1.- Lectura (lectio). Lo que el texto dice.

 2.- Meditación (meditatio).Lo que el texto me dice.

 3.- Oración (oractio). Lo que yo digo a Dios y lo que Dios me dice a partir del texto.  

      Habla, Señor, que tu siervo escucha.

 4.- Acción misionera (actio). Hágase en mí según tu Palabra”.

“Esta lectura detenida  produce un conocimiento sorprendente del texto por la multiplicidad de aspectos nuevos que se pueden detectar. Nunca se ponderará suficientemente la fuerza iluminadora que posee la lectura reflexiva de la Palabra. Nosotros,  por la insana rutina de la costumbre, normalmente no «leemos con atención la Palabra», sino que la sobrevolamos pues pensamos que ya la conocemos casi de memoria. La energía de la Palabra, entonces,  no nos penetra ni nos impregna íntimamente; nos resbala y lamentablemente se queda en algo externo, sin capacidad real de transformación”.

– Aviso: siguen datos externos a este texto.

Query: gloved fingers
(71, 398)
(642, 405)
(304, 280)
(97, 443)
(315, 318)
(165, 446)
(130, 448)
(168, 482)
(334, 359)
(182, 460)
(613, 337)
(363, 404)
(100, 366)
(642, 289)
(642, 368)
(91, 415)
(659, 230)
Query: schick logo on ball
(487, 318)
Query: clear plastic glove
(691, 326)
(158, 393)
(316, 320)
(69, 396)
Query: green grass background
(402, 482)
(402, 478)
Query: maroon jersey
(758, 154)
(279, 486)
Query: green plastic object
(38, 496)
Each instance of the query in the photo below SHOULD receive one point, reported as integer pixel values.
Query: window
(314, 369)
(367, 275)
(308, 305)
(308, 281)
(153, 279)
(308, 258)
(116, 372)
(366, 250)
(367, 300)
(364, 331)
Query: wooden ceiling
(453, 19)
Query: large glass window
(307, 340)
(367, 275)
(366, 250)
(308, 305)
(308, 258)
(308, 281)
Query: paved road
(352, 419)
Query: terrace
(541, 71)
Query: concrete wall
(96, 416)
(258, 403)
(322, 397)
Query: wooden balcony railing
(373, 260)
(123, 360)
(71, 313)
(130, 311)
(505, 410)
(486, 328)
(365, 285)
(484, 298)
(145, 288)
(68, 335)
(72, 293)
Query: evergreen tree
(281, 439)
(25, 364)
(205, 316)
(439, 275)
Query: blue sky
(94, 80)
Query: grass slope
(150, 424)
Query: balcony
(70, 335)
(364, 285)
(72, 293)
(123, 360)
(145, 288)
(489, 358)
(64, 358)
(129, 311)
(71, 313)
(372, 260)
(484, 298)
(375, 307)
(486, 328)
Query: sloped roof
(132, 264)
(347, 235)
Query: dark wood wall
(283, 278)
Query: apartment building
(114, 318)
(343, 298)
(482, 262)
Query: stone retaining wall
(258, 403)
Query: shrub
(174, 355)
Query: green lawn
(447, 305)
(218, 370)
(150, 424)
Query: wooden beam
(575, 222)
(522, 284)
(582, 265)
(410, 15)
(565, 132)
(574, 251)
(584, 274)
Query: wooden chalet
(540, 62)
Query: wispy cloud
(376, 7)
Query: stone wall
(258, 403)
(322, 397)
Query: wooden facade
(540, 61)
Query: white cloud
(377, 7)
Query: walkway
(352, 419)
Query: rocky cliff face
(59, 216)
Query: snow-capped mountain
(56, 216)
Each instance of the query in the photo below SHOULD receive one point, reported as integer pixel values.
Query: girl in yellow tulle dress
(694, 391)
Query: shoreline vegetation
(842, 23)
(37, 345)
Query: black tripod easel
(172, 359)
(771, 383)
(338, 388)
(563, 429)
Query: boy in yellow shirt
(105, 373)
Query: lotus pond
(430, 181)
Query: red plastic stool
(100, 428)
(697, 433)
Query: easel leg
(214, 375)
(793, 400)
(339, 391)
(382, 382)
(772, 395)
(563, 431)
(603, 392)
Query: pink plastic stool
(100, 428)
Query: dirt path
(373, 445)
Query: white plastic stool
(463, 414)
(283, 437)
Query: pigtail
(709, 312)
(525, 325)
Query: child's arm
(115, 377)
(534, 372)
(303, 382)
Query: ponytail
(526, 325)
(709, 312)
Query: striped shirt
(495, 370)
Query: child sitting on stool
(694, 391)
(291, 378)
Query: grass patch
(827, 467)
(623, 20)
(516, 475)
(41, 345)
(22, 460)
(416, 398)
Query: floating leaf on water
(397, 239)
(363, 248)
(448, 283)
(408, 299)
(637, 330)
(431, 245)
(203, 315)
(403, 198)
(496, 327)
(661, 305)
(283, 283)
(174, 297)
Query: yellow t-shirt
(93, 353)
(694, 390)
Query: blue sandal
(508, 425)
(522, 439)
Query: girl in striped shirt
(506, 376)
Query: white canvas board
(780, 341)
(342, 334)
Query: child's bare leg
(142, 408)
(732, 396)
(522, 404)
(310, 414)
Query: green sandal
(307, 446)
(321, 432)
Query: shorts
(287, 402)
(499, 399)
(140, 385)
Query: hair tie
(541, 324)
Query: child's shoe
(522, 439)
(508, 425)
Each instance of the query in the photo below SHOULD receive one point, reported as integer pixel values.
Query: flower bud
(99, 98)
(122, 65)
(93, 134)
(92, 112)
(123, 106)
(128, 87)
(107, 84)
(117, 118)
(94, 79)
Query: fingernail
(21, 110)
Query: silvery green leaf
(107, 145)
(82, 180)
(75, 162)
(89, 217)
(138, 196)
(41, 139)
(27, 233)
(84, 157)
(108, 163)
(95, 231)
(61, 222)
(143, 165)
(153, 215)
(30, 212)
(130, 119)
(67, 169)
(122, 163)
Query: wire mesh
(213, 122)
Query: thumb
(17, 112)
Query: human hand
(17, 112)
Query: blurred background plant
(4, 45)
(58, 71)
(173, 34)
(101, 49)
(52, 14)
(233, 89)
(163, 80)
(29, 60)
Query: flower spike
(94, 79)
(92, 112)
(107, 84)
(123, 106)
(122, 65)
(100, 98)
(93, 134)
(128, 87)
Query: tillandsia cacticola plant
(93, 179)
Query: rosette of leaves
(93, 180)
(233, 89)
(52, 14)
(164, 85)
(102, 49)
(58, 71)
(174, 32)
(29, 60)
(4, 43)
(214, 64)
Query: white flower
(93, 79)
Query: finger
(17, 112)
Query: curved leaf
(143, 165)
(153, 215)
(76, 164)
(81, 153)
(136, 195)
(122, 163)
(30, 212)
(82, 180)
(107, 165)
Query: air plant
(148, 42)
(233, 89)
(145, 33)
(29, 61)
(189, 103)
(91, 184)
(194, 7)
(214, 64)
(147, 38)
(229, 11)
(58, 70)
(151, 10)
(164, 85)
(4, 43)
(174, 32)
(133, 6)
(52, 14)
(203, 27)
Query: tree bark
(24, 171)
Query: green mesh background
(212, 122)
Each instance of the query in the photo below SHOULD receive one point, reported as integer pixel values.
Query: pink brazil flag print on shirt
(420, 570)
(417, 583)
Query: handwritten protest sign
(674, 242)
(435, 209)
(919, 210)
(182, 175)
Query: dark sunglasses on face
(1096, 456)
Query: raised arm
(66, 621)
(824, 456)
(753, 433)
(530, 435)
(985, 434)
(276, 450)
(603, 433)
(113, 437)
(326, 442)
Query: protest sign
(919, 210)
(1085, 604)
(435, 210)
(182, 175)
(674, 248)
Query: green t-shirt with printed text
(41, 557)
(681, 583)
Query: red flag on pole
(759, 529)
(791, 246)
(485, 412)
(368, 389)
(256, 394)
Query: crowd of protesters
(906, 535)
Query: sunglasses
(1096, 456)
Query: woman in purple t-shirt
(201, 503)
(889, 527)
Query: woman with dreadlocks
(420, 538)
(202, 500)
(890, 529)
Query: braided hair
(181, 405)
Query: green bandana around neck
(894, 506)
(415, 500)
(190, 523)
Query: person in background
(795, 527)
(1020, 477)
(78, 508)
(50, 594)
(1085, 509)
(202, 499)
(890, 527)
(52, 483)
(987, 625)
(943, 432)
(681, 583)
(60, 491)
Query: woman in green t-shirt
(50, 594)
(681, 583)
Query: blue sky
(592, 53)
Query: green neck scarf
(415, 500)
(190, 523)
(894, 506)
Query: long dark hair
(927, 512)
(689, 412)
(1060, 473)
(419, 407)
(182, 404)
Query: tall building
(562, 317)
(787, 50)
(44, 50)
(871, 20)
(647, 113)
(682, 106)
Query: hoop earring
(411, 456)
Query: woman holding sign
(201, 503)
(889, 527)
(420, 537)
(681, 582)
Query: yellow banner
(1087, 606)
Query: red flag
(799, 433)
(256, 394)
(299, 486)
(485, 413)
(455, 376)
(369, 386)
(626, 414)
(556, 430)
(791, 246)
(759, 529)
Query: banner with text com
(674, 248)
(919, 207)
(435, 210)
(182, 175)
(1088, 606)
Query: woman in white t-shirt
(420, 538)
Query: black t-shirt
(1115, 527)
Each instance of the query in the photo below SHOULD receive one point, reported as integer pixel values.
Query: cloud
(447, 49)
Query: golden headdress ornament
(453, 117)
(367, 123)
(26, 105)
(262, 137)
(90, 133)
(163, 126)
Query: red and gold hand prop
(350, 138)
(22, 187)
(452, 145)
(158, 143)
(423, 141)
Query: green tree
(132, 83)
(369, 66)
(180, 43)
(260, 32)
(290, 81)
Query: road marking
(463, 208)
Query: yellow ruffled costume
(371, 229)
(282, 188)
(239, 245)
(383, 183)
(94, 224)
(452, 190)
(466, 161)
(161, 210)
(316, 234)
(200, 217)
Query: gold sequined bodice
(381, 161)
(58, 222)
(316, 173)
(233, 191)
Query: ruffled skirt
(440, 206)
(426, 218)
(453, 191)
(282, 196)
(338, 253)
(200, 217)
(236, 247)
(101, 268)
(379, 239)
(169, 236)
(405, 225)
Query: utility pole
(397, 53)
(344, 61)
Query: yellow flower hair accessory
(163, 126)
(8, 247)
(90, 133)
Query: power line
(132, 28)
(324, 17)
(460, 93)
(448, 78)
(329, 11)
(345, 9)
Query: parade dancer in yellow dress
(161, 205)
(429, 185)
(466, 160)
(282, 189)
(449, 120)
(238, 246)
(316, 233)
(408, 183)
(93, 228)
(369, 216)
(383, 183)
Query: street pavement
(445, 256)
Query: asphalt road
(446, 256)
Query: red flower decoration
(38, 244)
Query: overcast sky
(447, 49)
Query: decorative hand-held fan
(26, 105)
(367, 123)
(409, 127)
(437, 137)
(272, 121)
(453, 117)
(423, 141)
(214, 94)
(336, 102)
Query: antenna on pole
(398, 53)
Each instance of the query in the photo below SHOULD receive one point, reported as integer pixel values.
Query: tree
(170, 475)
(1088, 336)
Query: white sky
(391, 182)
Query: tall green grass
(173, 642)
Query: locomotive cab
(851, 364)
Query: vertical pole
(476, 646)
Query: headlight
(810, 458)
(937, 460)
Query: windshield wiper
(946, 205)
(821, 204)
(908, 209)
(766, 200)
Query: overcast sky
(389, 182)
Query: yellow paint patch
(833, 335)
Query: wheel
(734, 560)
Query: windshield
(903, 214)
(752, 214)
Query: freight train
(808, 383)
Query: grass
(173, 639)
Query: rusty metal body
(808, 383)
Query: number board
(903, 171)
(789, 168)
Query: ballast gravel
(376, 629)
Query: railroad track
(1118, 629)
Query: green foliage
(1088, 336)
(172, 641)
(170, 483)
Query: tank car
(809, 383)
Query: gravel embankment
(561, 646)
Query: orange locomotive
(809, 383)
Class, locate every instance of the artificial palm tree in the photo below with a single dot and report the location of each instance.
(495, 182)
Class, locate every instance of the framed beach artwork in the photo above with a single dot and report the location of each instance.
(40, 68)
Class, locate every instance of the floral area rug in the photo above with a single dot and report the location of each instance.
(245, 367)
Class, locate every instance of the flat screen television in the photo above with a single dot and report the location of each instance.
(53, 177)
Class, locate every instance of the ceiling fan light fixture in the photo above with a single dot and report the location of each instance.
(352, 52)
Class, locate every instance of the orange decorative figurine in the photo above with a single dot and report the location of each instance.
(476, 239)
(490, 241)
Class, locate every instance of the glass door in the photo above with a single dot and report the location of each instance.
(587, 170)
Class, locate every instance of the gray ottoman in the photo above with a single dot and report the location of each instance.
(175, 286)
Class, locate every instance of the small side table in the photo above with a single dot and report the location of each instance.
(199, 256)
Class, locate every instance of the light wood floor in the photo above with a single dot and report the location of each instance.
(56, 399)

“Lee también los lugares paralelos que cualquier Biblia te ofrece, ayúdate de algunos instrumentos exegéticos, algún diccionario bíblico, comentarios patrísticos, espirituales, para entender adecuadamente, en profundidad y en extensión lo que el texto de la Escritura dice en sí. De esta manera podrás evitar los dos grandes peligros que hoy nos acechan: el fundamentalismo, es decir, interpretar la Biblia al pie de la letra; y el espiritualismo desencarnado: pensar que Dios me habla al instante y sin mediaciones  humanas ni previo discernimiento. Pero no caigas en la acumulación erudita de datos. No es una clase de exégesis lo que estás haciendo. Lee despacio, tratando de imprimir en el corazón lo que dice el texto. Es Dios quien con su palabra encarnada te habla y te interpela”.

“¿En qué momento se debe pasar de la lectura a la meditación? Es difícil delimitarlo. Permite que lo leído baje hasta el corazón y encuentre en él un centro de acogida donde pueda resonar con todas las vibraciones. Dale calor a la Palabra. Hay que comer, asimilar ese alimento porque es palabra «viva» que da «vida»y nutre la fe. No es cuestión de meditarla fríamente con el cerebro, sino de permitir que descienda a la hondura de nuestro espíritu. Hay que emplear el método que usaba María, nuestra madre. Dice de ella san Lucas (2,19) en un verso densísimo: «María, en cambio, conservaba todas estas cosas, meditándolas  en su corazón». Se trata de una «rumia» (ruminatio) que hace posible que la Palabra vaya calando dentro, hasta quedar del todo  hecha carne propia”

 Francisco Contreras Molina CMF (Carta a los misioneros claretianos).